John Wills Lloyd's avatar

Yes, and in addition, Tom, where classroom management courses are offered, they often take the form of practical, but only modestly influential recommendations regarding arrangement of desks, creation of bulletin, boards, development of classroom rules, and such. They only sometimes provide additional practical recommendations about actually encouraging and promoting appropriate student like behavior. That is, the usual classroom management courses do not address how to teach children to behave appropriately. Some that go beyond bulletin boards and such, may focus on valuable skills and knowledge about how to build warm, supportive, interpersonal relationships, but relationships are not necessarily going to lead to appropriate student behavior. In fact, I would say that teachers ought to establish warm supportive relationships with their students as a given, regardless of whether they will produce appropriate behavior. Such relationships should be foundational in teacher-student interactions. (Teachers who don’t care about their kids probably should change professions.) Somewhere along line teachers need to learn how to teach behavior. Because you’ve written textbooks about it, Tom, you know that there's a shipload of research documenting how to do that very thing.

NELSON, CHARLES's avatar

"The percentage of elementary schools where educators say they need more training on classroom management increased from 51 percent in May 2022 to 65 percent last year."

Tom is right.

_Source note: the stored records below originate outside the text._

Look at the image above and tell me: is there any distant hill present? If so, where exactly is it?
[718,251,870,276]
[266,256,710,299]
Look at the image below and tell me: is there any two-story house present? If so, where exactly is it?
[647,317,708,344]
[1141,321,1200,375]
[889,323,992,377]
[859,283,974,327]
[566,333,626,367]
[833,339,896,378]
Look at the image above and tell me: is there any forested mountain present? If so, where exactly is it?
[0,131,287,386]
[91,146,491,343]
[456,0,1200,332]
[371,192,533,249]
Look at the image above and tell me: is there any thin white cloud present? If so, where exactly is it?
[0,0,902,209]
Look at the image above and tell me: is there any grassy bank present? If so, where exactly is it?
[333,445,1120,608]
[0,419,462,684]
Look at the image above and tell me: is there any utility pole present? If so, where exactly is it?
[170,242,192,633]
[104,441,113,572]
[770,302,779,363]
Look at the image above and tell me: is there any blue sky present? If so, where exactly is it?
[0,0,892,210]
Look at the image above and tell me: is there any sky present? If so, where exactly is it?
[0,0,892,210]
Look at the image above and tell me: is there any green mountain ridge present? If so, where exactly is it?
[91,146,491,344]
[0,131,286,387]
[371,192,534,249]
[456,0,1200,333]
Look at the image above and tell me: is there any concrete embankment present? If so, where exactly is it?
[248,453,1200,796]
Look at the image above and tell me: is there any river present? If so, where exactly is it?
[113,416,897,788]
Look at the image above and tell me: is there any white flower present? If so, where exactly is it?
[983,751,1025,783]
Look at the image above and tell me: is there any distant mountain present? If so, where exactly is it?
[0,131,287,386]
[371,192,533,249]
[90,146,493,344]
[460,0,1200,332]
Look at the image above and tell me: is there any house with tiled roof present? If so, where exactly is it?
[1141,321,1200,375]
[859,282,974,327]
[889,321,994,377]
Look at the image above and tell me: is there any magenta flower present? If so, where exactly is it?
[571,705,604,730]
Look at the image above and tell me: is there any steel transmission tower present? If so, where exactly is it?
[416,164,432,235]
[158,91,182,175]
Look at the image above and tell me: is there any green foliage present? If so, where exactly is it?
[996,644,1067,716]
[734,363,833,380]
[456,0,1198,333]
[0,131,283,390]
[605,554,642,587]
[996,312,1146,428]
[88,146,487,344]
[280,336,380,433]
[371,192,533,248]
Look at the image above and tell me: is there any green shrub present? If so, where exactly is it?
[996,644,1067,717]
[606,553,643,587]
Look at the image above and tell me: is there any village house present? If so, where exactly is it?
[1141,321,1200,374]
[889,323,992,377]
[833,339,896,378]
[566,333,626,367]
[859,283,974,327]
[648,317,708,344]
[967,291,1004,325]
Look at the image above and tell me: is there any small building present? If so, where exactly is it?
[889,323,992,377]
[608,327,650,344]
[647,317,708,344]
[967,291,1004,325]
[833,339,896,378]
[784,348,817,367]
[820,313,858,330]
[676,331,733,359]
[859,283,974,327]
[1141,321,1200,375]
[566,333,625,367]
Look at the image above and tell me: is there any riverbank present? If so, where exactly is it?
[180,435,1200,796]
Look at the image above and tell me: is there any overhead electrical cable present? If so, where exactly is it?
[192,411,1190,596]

General ed teacher prep curricula don't include training in classroom management, despite teachers calls for this. I haven't read the Hechinger Report yet, but from your summary, it appears that educators are casting about for solutions rather than searching out what works. If medicine operated this way, we'd still be applying leaches and trephination to patients.

John Wills Lloyd's avatar

Good one, Mike! It’s really important to adopt solutions that work, not just those that appeal to our intuition. We need to employ behavior and classroom management methods have been systematically tested and found to produce objective benefits. Allowing children to chose items from a treasure box might be effective, but I suspect that when it causes changes in children’s behavior, the practice has been employed quite systematically and consistently. One wouldn’t expect that keeping a bottle of disinfectant in the kitchen cabinet would result in a germ-free house.